Mit der neuen Funktion will Meta diese Schwäche offenbar gezielt beseitigen. Dokumente lassen sich künftig direkt über das Anhang-Menü an Meta AI senden. Die KI verarbeitet die Inhalte anschließend im Kontext der Unterhaltung und soll dadurch präzisere Antworten liefern. Besonders für berufliche oder produktive Anwendungen könnte das den Messenger deutlich interessanter machen.

KI-Offensive im Messenger-Markt nimmt Fahrt auf

Die Integration zeigt außerdem, wie aggressiv Meta seine KI-Offensive vorantreibt. Während ChatGPT, Gemini oder Microsoft Copilot ihre Funktionen immer weiter ausbauen, versucht auch WhatsApp, Nutzer stärker im eigenen Ökosystem zu halten. Die direkte Dokumentenanalyse innerhalb eines Messengers könnte dabei ein wichtiger Schritt sein, um KI-Funktionen alltagstauglicher zu machen.
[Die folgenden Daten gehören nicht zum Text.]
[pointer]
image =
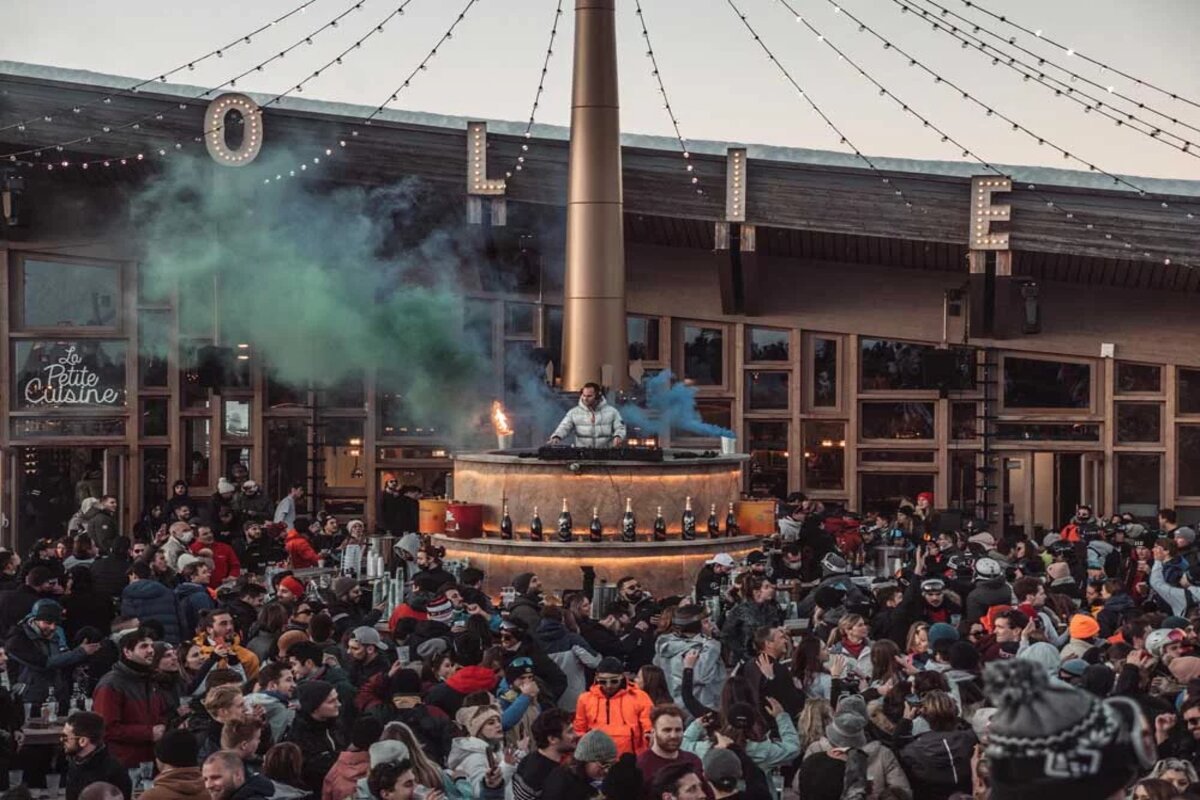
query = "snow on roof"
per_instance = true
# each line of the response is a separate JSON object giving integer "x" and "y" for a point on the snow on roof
{"x": 1020, "y": 174}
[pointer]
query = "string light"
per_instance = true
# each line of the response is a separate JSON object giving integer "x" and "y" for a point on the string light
{"x": 136, "y": 124}
{"x": 1074, "y": 53}
{"x": 1011, "y": 41}
{"x": 991, "y": 110}
{"x": 395, "y": 94}
{"x": 519, "y": 164}
{"x": 1062, "y": 89}
{"x": 666, "y": 101}
{"x": 858, "y": 154}
{"x": 245, "y": 38}
{"x": 369, "y": 119}
{"x": 967, "y": 152}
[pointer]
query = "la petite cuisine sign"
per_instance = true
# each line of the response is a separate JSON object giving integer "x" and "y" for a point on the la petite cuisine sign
{"x": 69, "y": 382}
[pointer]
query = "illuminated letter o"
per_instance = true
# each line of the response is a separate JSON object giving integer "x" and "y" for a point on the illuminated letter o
{"x": 214, "y": 130}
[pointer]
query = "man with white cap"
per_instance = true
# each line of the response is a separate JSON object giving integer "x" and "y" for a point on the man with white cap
{"x": 708, "y": 581}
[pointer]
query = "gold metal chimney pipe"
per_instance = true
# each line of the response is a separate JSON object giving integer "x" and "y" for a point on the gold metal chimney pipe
{"x": 594, "y": 346}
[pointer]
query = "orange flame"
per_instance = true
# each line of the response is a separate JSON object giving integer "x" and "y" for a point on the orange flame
{"x": 501, "y": 420}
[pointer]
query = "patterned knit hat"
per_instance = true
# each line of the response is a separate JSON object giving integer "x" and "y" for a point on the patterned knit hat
{"x": 1051, "y": 741}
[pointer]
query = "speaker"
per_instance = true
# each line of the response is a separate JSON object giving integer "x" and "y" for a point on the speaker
{"x": 214, "y": 366}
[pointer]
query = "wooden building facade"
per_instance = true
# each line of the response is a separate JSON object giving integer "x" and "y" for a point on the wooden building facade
{"x": 863, "y": 347}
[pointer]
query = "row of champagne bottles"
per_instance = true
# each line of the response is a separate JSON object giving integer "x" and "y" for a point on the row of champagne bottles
{"x": 565, "y": 531}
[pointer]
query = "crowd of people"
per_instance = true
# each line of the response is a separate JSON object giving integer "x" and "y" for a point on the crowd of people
{"x": 197, "y": 654}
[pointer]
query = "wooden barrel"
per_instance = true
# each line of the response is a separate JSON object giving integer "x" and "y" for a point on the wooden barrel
{"x": 433, "y": 516}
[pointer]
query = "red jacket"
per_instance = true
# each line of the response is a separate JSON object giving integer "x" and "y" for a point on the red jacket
{"x": 300, "y": 551}
{"x": 132, "y": 705}
{"x": 225, "y": 561}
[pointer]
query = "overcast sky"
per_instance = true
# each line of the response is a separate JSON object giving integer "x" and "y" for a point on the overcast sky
{"x": 721, "y": 85}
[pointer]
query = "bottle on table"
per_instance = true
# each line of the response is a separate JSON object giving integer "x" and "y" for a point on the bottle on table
{"x": 731, "y": 522}
{"x": 628, "y": 523}
{"x": 565, "y": 525}
{"x": 595, "y": 530}
{"x": 505, "y": 523}
{"x": 535, "y": 534}
{"x": 689, "y": 521}
{"x": 660, "y": 527}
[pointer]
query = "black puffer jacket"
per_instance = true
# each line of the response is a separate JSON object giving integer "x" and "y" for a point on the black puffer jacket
{"x": 939, "y": 763}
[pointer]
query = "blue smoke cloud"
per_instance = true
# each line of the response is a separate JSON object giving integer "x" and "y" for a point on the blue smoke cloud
{"x": 670, "y": 405}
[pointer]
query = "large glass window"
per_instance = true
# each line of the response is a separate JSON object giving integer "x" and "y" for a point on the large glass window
{"x": 1189, "y": 391}
{"x": 154, "y": 476}
{"x": 891, "y": 366}
{"x": 342, "y": 450}
{"x": 897, "y": 420}
{"x": 154, "y": 416}
{"x": 198, "y": 449}
{"x": 1139, "y": 422}
{"x": 287, "y": 455}
{"x": 1133, "y": 378}
{"x": 703, "y": 355}
{"x": 768, "y": 344}
{"x": 154, "y": 342}
{"x": 643, "y": 338}
{"x": 1032, "y": 383}
{"x": 825, "y": 456}
{"x": 1139, "y": 483}
{"x": 768, "y": 458}
{"x": 85, "y": 373}
{"x": 887, "y": 491}
{"x": 55, "y": 294}
{"x": 768, "y": 391}
{"x": 825, "y": 373}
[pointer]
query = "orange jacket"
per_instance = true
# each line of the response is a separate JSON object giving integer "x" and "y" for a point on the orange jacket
{"x": 625, "y": 716}
{"x": 300, "y": 552}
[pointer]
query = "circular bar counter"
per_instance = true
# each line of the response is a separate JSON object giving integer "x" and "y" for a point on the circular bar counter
{"x": 665, "y": 569}
{"x": 522, "y": 481}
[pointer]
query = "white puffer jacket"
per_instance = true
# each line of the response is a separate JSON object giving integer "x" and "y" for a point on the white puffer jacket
{"x": 592, "y": 428}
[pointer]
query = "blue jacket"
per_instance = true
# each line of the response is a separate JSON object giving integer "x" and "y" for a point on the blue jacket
{"x": 192, "y": 599}
{"x": 151, "y": 600}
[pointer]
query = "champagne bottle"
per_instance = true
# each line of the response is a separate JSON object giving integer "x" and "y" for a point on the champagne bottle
{"x": 565, "y": 533}
{"x": 595, "y": 530}
{"x": 505, "y": 523}
{"x": 689, "y": 521}
{"x": 628, "y": 524}
{"x": 535, "y": 527}
{"x": 660, "y": 527}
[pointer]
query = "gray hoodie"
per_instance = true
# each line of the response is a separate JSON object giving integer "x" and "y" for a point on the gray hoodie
{"x": 709, "y": 675}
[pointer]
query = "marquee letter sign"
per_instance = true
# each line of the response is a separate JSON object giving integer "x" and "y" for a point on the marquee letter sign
{"x": 67, "y": 380}
{"x": 215, "y": 120}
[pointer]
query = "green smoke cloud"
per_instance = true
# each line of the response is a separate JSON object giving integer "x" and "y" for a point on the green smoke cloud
{"x": 325, "y": 284}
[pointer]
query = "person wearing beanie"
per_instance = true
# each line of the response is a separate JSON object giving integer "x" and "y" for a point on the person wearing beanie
{"x": 403, "y": 704}
{"x": 594, "y": 756}
{"x": 616, "y": 708}
{"x": 1051, "y": 741}
{"x": 708, "y": 673}
{"x": 315, "y": 729}
{"x": 354, "y": 763}
{"x": 88, "y": 758}
{"x": 1083, "y": 629}
{"x": 129, "y": 701}
{"x": 757, "y": 609}
{"x": 846, "y": 732}
{"x": 178, "y": 769}
{"x": 473, "y": 753}
{"x": 527, "y": 606}
{"x": 990, "y": 589}
{"x": 723, "y": 769}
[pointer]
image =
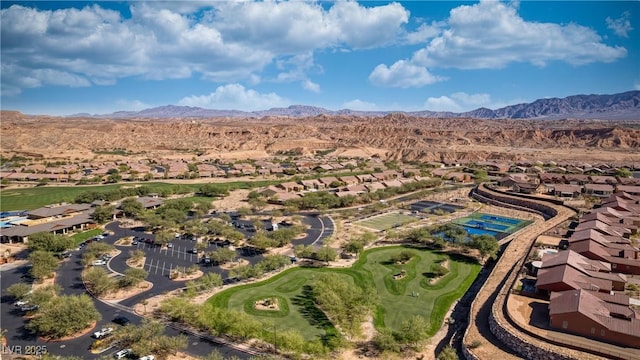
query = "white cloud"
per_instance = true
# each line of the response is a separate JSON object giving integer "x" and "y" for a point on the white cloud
{"x": 358, "y": 104}
{"x": 311, "y": 86}
{"x": 236, "y": 97}
{"x": 220, "y": 41}
{"x": 491, "y": 35}
{"x": 620, "y": 26}
{"x": 361, "y": 27}
{"x": 460, "y": 102}
{"x": 402, "y": 74}
{"x": 131, "y": 105}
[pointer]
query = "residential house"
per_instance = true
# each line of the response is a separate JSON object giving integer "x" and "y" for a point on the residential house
{"x": 611, "y": 180}
{"x": 570, "y": 191}
{"x": 629, "y": 189}
{"x": 576, "y": 179}
{"x": 311, "y": 184}
{"x": 599, "y": 190}
{"x": 604, "y": 318}
{"x": 290, "y": 186}
{"x": 349, "y": 180}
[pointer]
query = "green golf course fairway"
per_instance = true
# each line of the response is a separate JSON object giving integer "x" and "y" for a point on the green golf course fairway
{"x": 397, "y": 302}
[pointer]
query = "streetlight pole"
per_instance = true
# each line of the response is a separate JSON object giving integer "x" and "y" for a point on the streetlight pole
{"x": 275, "y": 338}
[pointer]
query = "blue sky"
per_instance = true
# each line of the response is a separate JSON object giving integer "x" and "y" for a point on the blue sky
{"x": 61, "y": 58}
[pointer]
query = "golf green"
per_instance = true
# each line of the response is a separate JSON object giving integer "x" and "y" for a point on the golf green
{"x": 399, "y": 299}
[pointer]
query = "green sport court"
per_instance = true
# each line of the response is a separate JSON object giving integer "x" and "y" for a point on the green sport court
{"x": 386, "y": 221}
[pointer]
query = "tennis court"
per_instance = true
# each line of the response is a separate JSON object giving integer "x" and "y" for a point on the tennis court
{"x": 386, "y": 221}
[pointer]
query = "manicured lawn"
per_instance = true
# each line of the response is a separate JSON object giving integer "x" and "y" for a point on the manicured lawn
{"x": 374, "y": 268}
{"x": 397, "y": 300}
{"x": 386, "y": 221}
{"x": 33, "y": 198}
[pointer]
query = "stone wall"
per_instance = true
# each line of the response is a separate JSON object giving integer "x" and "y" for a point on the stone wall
{"x": 520, "y": 345}
{"x": 502, "y": 199}
{"x": 511, "y": 337}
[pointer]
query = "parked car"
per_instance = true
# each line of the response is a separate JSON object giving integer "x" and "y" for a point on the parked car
{"x": 21, "y": 303}
{"x": 104, "y": 332}
{"x": 122, "y": 354}
{"x": 121, "y": 320}
{"x": 29, "y": 307}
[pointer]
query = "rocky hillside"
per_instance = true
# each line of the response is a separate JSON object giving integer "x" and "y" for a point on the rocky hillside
{"x": 397, "y": 136}
{"x": 618, "y": 106}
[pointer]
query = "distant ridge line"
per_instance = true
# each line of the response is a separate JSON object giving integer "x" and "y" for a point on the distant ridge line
{"x": 621, "y": 106}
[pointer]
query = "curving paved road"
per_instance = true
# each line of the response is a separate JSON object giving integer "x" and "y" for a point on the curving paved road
{"x": 158, "y": 264}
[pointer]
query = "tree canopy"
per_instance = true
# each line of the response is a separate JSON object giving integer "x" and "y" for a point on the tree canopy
{"x": 47, "y": 241}
{"x": 63, "y": 316}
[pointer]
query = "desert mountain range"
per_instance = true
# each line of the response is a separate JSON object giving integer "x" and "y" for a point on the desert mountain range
{"x": 617, "y": 106}
{"x": 392, "y": 136}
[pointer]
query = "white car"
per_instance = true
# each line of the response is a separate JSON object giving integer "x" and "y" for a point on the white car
{"x": 21, "y": 303}
{"x": 27, "y": 308}
{"x": 102, "y": 333}
{"x": 122, "y": 354}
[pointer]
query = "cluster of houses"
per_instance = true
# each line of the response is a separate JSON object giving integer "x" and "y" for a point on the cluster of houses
{"x": 570, "y": 185}
{"x": 56, "y": 219}
{"x": 341, "y": 186}
{"x": 135, "y": 170}
{"x": 589, "y": 280}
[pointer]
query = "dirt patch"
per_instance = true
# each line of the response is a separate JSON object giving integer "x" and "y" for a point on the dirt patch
{"x": 45, "y": 282}
{"x": 73, "y": 336}
{"x": 181, "y": 276}
{"x": 125, "y": 241}
{"x": 136, "y": 263}
{"x": 234, "y": 264}
{"x": 235, "y": 200}
{"x": 269, "y": 304}
{"x": 127, "y": 293}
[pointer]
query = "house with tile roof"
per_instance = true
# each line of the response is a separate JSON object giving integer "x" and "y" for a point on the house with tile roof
{"x": 606, "y": 319}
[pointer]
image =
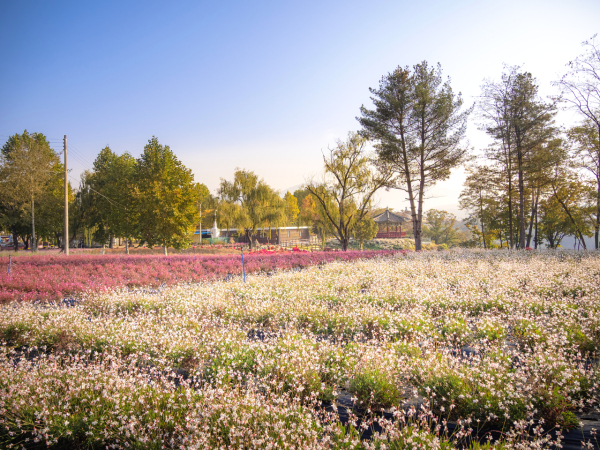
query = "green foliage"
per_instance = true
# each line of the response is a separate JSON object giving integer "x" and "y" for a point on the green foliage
{"x": 441, "y": 228}
{"x": 166, "y": 198}
{"x": 375, "y": 388}
{"x": 259, "y": 205}
{"x": 30, "y": 175}
{"x": 418, "y": 126}
{"x": 344, "y": 199}
{"x": 365, "y": 230}
{"x": 291, "y": 208}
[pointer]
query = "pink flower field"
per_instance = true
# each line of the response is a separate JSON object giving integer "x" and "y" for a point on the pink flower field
{"x": 47, "y": 278}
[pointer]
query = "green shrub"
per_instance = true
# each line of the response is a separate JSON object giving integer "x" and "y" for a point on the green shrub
{"x": 374, "y": 388}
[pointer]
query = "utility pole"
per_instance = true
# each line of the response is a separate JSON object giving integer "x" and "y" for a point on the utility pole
{"x": 66, "y": 236}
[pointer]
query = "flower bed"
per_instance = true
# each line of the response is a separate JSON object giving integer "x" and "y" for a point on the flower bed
{"x": 476, "y": 342}
{"x": 56, "y": 277}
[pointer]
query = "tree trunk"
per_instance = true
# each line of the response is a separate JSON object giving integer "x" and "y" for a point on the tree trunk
{"x": 535, "y": 239}
{"x": 249, "y": 238}
{"x": 535, "y": 195}
{"x": 597, "y": 225}
{"x": 344, "y": 242}
{"x": 521, "y": 201}
{"x": 15, "y": 238}
{"x": 481, "y": 220}
{"x": 33, "y": 238}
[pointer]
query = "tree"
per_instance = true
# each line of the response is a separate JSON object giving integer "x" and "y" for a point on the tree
{"x": 419, "y": 126}
{"x": 477, "y": 198}
{"x": 260, "y": 205}
{"x": 291, "y": 208}
{"x": 520, "y": 124}
{"x": 307, "y": 211}
{"x": 586, "y": 148}
{"x": 554, "y": 222}
{"x": 441, "y": 227}
{"x": 111, "y": 187}
{"x": 571, "y": 193}
{"x": 166, "y": 198}
{"x": 365, "y": 230}
{"x": 28, "y": 166}
{"x": 228, "y": 214}
{"x": 345, "y": 195}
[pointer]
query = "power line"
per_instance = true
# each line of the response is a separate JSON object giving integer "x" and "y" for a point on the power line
{"x": 110, "y": 200}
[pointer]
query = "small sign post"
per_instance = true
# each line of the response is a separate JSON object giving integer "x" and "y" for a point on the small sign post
{"x": 243, "y": 267}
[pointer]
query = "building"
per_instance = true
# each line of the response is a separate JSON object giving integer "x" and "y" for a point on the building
{"x": 390, "y": 225}
{"x": 274, "y": 236}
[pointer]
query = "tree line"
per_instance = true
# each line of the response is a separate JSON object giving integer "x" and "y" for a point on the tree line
{"x": 535, "y": 184}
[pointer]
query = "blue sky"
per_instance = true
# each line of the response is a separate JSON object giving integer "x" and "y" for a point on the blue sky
{"x": 261, "y": 85}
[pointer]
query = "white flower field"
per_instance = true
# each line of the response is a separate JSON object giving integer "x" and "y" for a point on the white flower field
{"x": 420, "y": 350}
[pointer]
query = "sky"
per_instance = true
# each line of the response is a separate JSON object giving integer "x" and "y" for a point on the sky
{"x": 265, "y": 85}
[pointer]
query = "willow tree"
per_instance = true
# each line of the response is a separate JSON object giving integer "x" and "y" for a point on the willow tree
{"x": 260, "y": 206}
{"x": 345, "y": 195}
{"x": 419, "y": 126}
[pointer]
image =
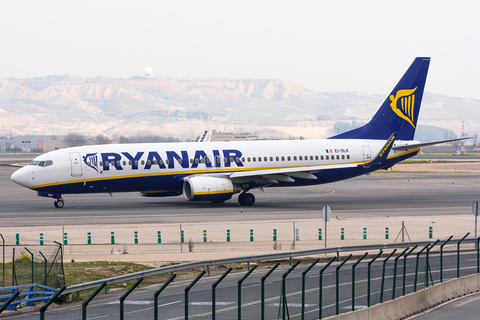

Noch befindet sich das Feature allerdings in der Testphase. Laut dem Portal WABetaInfo erhalten zunächst nur ausgewählte Beta-Tester Zugriff auf die Funktion. In den kommenden Wochen dürfte die Verteilung jedoch ausgeweitet werden. Wann die Dokumentenanalyse offiziell für alle WhatsApp-Nutzer erscheint, hat Meta bislang noch nicht bekannt gegeben.